Controller Design for a Skid-Steered Robot and Mapping for Surveillance Applications

Skid-steered robots, with their robust structure and manoeuvrability, are generally used as outdoor mobile robots. Both kinematic and dynamic modelling of these robots is difficult due to sliding and rolling inherent in general curvilinear motion. In order to improve motion and pose estimation, this paper proposes a kinematic and dynamic model for skid-steered mobile robots. A PID controller, tuned using Genetic Algorithm, based on the dynamic model is then proposed for accurate control of the skid-steered robot. The dynamic model developed enables motion planning for general planar motion. The coefficient of rolling resistance, the coefficient of friction, and the shear deformation modulus, all of which have terrain-dependent values are accommodated in this model. Surveillance bots are of great importance in protecting and saving human life. In this context, mobile and multi-functional robots which map their surroundings are adopted as a means to reduce environmental restructuring and the number of devices used to cover a given area. Skid-steered robots are robust and, therefore, are ideal for surveillance applications.

Workspace Optimization of 3PRR Parallel manipulator for drilling operation using Genetic Algorithm

Manufacturing field is always focused on high productivity and higher flexibility machines.
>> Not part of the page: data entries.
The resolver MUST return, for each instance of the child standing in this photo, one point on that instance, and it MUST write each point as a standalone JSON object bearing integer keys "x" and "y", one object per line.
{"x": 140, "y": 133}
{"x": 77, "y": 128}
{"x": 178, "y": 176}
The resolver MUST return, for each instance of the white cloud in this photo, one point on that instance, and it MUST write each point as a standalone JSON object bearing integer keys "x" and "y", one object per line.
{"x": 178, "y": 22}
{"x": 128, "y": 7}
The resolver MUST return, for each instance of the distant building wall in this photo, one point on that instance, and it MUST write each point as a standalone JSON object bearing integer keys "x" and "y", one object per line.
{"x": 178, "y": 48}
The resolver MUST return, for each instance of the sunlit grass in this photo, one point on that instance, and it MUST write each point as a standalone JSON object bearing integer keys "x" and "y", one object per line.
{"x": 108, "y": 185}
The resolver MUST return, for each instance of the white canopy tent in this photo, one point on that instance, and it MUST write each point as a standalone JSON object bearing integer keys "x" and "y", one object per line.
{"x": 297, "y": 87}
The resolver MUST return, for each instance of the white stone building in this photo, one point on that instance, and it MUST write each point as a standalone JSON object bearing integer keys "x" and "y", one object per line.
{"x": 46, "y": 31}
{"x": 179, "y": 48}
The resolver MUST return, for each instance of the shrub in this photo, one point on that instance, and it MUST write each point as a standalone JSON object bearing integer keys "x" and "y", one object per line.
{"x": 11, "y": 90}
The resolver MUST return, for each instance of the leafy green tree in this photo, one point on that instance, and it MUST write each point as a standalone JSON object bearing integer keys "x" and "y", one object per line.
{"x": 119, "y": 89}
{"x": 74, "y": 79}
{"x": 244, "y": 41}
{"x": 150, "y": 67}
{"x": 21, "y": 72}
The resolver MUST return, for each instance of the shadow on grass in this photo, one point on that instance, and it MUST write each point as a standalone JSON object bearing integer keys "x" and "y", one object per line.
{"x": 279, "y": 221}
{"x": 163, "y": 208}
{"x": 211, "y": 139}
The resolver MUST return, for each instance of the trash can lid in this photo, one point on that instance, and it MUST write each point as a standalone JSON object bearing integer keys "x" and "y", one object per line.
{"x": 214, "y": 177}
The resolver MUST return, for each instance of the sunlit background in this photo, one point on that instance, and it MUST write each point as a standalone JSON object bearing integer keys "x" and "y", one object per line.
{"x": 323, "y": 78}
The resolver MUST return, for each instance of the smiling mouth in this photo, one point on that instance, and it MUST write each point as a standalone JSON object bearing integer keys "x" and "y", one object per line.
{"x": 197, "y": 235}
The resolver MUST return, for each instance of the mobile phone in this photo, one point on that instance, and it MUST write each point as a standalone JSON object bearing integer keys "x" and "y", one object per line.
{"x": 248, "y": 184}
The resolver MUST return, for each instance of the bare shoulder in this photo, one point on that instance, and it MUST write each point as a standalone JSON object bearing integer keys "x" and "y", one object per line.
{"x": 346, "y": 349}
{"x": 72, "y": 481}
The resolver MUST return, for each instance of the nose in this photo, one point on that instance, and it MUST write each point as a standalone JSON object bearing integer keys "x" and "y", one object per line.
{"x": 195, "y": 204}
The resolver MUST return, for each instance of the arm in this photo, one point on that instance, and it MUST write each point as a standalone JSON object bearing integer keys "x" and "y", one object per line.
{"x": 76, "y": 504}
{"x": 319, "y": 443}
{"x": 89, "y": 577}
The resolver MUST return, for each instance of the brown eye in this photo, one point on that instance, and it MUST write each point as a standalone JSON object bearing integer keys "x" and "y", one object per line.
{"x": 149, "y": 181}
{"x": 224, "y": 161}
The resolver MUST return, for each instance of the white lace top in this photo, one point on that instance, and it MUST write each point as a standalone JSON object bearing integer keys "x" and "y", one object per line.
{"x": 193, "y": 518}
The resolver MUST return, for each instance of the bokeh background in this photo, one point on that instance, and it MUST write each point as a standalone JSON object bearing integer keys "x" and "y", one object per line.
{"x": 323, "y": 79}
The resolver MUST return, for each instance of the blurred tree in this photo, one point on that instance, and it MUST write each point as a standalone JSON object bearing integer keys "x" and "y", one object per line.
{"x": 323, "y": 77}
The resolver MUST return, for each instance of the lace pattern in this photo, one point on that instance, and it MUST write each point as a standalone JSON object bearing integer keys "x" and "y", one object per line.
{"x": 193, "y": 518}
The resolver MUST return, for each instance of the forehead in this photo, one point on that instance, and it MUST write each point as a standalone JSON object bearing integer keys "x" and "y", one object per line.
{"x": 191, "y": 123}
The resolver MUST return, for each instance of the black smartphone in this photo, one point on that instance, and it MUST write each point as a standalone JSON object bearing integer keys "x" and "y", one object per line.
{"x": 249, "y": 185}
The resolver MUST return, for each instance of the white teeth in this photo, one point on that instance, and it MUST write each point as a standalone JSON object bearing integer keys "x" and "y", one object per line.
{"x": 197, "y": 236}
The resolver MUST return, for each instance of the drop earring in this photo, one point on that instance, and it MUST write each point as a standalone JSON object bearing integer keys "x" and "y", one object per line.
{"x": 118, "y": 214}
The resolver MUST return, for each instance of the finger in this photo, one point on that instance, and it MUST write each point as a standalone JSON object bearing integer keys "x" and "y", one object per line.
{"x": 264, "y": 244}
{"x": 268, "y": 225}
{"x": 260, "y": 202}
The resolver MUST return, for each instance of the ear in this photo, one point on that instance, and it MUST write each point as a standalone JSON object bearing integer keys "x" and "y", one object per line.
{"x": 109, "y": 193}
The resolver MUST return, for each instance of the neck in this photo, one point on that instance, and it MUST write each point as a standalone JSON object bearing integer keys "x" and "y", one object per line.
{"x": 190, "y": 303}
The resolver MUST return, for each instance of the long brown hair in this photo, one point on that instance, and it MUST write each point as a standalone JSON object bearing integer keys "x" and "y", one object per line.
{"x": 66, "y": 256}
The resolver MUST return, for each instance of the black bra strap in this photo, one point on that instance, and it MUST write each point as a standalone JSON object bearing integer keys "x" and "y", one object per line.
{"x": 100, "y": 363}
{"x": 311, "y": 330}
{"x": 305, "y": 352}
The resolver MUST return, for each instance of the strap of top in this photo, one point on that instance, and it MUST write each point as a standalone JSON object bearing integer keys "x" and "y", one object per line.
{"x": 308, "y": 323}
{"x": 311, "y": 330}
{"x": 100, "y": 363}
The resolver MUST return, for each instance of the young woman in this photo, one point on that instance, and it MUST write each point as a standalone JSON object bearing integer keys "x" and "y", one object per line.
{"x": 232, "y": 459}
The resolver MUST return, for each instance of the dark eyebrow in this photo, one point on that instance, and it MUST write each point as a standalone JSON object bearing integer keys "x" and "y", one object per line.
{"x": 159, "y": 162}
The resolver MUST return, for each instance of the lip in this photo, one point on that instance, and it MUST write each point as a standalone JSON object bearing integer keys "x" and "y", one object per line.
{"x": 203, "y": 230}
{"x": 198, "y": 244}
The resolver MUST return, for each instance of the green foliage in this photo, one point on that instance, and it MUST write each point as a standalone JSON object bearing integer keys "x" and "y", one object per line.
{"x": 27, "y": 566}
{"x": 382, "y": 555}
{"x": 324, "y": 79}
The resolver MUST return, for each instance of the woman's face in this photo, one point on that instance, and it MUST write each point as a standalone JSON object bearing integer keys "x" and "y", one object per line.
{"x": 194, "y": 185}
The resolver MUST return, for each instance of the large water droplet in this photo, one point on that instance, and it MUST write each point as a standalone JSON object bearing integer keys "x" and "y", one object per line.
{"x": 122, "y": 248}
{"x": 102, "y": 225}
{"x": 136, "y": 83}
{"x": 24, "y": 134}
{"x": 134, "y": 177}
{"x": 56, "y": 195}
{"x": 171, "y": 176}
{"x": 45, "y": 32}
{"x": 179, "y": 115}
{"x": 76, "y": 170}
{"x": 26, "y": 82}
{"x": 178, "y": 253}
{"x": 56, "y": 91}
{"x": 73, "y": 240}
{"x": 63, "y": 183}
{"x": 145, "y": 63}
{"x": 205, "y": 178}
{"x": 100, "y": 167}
This can be achieved by the use of parallel manipulators. There are lots of advantages of Parallel robotic manipulators such as high load/weight ratio, velocity, stiffness, precision, and inertia. This work proposes a 3-DoF parallel manipulator for performing drilling operation whose workspace is optimized using Genetic Algorithm method. The workspace of the manipulator is analyzed and plotted in MATLAB software. The complete CAD model of the machine is designed in SOLIDWORKS software and the Motion analysis is also performed in order to trace the path of the tool. The proposed machine is fabricated and the drilling operation is performed in real time.

Design and Analysis of a Bio-inspired Flapping Wing Robot

Mankind borrowed the idea of flight after observing the real birds which flap their wings and sour in to greater heights. Since then it has always been a challenge for humans to imitate the same motion of flapping wings to fly. This has led to research in the development of a hassle-free mechanism for replicating the motion of birds and achieve stable flight. This paper mainly deals with the kinematic and dynamic analysis of building an Unmanned Aerial Vehicle (UAV) which mimics a bird. A conceptual design is initially introduced, which is then backed up by dimensional analysis of the links. stress analysis of gears, shafts and links; aerodynamic analysis of the profile of the wings and actuator selection. Dynamic torque and power calculation are also done and the simulation results are plotted in MATLAB.

Parameter optimization and experimentation of the undulating fin of a knife fish robot

The rising demand for an energy efficient and eco-friendly mode of underwater propulsion has led to the development of biomimetic robots that adopt the swimming modes of real fishes. This paper deals with the parameter optimization of the biomimetic fin of a knife fish robot. The optimization is done to enhance the capability of the robot to generate wide range of undulations. A knife fish robot was fabricated and tested in a pool for different types of waves. The response of each wave on the swimming performance of the robot was studied to obtain the maximum thrust generating wave.